Plastic insoles: This type of insoles takes up the least volume in the shoe, i.e. it is not necessary to pay attention to a large shoe. These insoles are used for many foot and leg malpositions. Each insole is individually adjusted to the foot and according to the existing malpositions.

For this purpose, an impression is first made. This impression is then used to create a corresponding computer matrix using CAD, which is then fed into a machine. This machine then produces the insole from the corresponding basic materials.

The patient is then fitted, and either the patient wears his insoles to the trial or he walks a few steps on the treadmill. The orthopedic technician can then see whether the insoles fit and adapt to the ankle. The cost varies greatly depending on the materials used.

Depending on them, they are either paid for by the public health insurance companies or require membership in a private health insurance company. The most commonly prescribed insoles are the cork insoles.They are also the cheapest to produce and are usually paid for by the statutory health insurance. Sensorimotor insoles are expensive and are usually only covered by private health insurance companies.

With plastic insoles, it depends on the individual case whether the costs are covered by public health insurance. They are slightly more expensive than cork insoles and are prescribed less often. Whether a malposition can be corrected by insoles depends on two essential factors: First, how severe the malposition is, and second, when the wearing of the insoles begins.

The earlier and the more consistently insoles are worn, the better the chances of success. The chances of success are correspondingly lower in older patients who start wearing insoles late. Shoe insoles play an important role in orthopedic technology.

They are always used when patients have malpositioned feet, legs or the spine. They are also used when the malpositioning and the imbalance in the statics of the skeleton result in a malocclusion with jaw and tooth pain. The aim of every insole is to compensate for the malpositioning of the arch of the foot by means of appropriate elevations.

There are different types of insoles. The most commonly used are insoles made of cork. A distinction is made between long and short versions.

Foam insoles require a rather large expansion space and correspondingly large shoes. Plastic insoles, on the other hand, require only a small space in the shoes, but are somewhat more expensive to produce. Newer, more modern and even more expensive insoles are also called sensomotoric insoles.

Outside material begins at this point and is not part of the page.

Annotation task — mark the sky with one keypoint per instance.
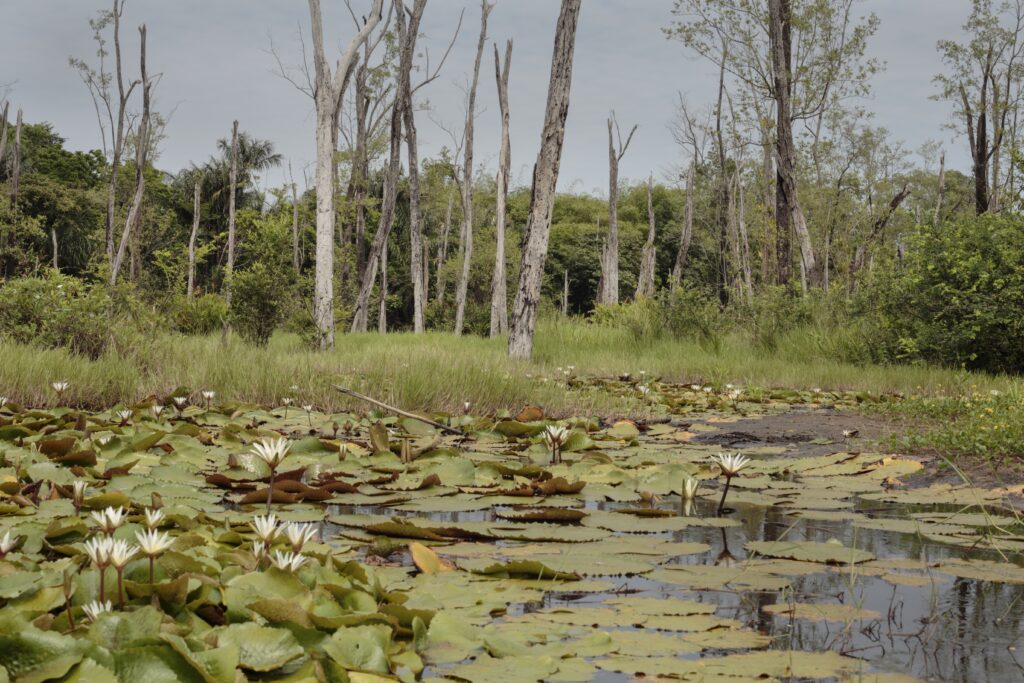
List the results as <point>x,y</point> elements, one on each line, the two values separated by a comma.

They will probably be used more and more frequently in the future. Insoles are usually paid for by the public health insurance companies. But here it depends on which materials are used.

While insoles made of cork are almost always paid for, statutory health insurance companies only pay for insoles made of plastic in exceptional cases and sensorimotor insoles almost never. The smaller the patient’s deformities are, the earlier the insoles are worn and, above all, the more regularly they are worn, the more successful the achieved result is. However, older patients who have a pronounced malposition of the feet or legs can rarely achieve success with insoles.